Imagine, if you will, that you have a ten-year-old son, and he comes home from school one day and tells you he is starting on a new exercise program that will make his arms as strong and healthy as possible.
"Good," you say. "Tell me about it."
He tells you he is going to take a 5 pound dumbell and build himself up until he can do a thousand repetitions of a bicep curl with each arm.
If you are sane, you will discourage your son from doing this. It will never make him "strong," and it will likely damage some of the parts and pieces of his arms and elbows. (Ignoring the fact that kids shouldn't be lifting weights at that age) you tell him it would be better to build up his strength with higher weights, such that he can only do 3-5 repetitions before failure.
And what is "jogging" if not repeating the same minimally-exertive exercise (jogging one step) a million times? It doesn't make you any stronger or more "fit." All it does is make you more able to jog, which is pointless.
It does burn some calories, but the fact is, it inhibits muscle development in other areas of the body (while doing nothing for your legs either). Look at the first 100 finishers in any local 10K race, and about the best you can say for them is that they are all skinny. None of them has any upper body muscle development. This is not a coincidence. Distance running inhibits muscle growth.
Jogging is not even particularly good for your heart. You elevate your heart rate to the "aerobic range" and keep it there for thirty minutes. So what? Your heart adapts to where it can do that easily. So what? The only time jogging has any significant benefit is when you are "jogging" in an area where there are a lot of hills, and your heart is forced to elevate to the changing levels of exertion. Jogging on level terrain is borderline worthless. Better than having a Big Mac, but not much. It is the leg equivalent of doing a thousand bicep curls with 5 pound dumbells.
For a given investment of time, you would be much better off do to ten or fifteen minutes of interval training, then lift weights or do calisthenics for fifteen minutes, and finish with a good, full-body stretching routine.
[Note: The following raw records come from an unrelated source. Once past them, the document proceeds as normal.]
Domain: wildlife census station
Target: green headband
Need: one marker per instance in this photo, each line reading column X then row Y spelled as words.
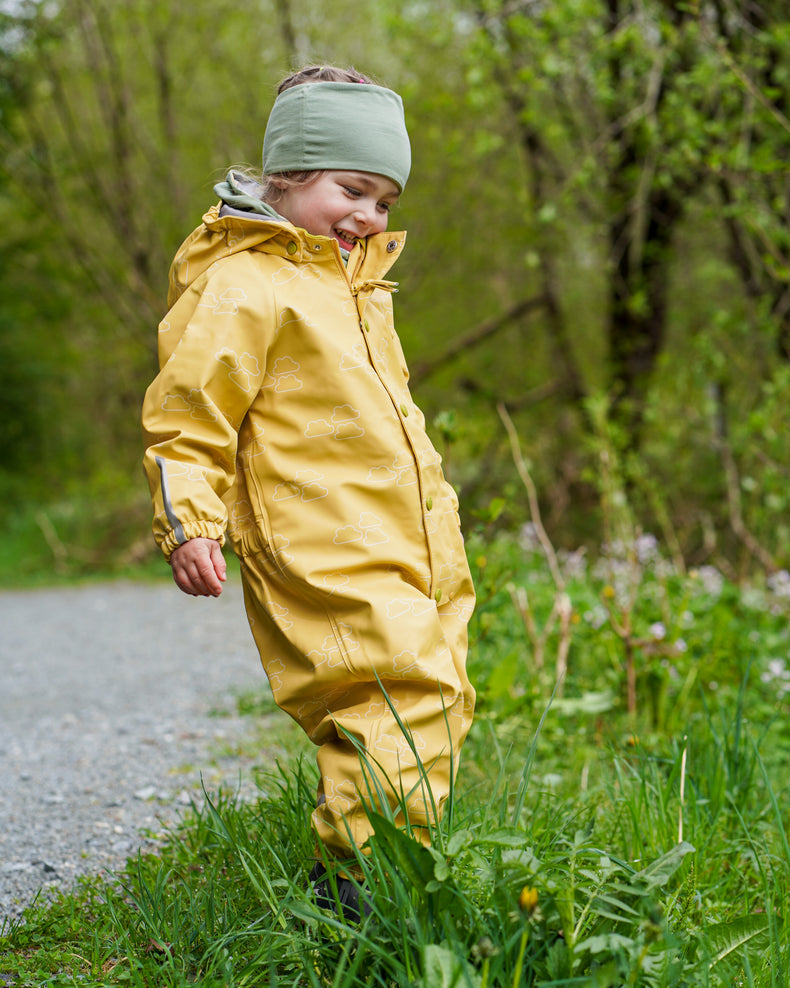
column 338, row 125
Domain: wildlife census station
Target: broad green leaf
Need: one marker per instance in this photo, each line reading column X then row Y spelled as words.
column 662, row 869
column 723, row 938
column 414, row 861
column 444, row 969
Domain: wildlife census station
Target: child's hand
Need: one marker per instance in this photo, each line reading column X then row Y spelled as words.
column 199, row 568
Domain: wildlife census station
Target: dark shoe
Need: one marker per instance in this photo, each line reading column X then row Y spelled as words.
column 346, row 902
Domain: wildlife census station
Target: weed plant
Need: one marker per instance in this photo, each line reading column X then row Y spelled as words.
column 587, row 844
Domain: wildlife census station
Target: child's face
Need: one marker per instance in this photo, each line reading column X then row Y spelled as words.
column 344, row 205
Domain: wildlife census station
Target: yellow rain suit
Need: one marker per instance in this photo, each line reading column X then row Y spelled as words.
column 281, row 415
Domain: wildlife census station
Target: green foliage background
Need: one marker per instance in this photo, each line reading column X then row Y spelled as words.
column 597, row 219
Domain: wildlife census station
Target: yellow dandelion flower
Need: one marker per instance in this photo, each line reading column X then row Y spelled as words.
column 528, row 900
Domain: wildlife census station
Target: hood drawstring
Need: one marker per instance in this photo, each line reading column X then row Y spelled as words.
column 373, row 283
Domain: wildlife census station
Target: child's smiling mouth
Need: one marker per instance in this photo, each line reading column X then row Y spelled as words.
column 347, row 240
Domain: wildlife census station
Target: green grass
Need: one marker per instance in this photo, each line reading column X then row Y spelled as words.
column 586, row 845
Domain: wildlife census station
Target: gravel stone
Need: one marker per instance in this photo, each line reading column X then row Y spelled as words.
column 109, row 697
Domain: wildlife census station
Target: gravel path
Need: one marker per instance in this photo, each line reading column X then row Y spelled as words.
column 108, row 701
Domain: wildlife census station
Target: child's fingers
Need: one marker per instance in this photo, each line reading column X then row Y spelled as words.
column 195, row 568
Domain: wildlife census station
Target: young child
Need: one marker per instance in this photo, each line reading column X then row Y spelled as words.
column 282, row 416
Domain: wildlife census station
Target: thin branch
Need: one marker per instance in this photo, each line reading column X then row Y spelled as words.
column 476, row 336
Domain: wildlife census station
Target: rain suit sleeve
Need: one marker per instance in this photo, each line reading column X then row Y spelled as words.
column 212, row 352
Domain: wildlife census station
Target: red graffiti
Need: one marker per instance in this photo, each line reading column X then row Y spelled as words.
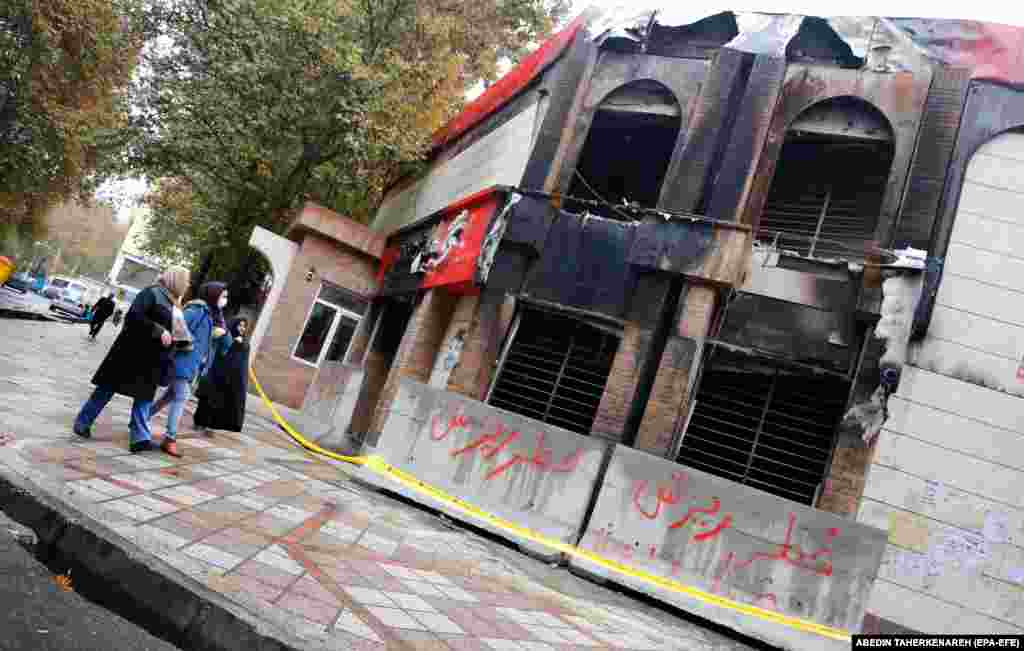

Run for fun, but no more often than once a week.
I personally do most of my interval training on a stationary bike, but it can also be done in the form of running/walking. It is best when the level of exertion progresses with each interval until the last one, which is a maximum effort (heart rate 220 minus age times .8). Six intervals is plenty, and can be done in 10-12 minutes, leaving you more exhausted than a half-hour run. I know from experience.
I was a runner for 35 years, and I still enjoy it, but as pure exercise it is horribly over-rated. It will inevitably injure your knees, hips, and/or your feet. For most of the time invested in health and fitness you should be doing something other than "jogging."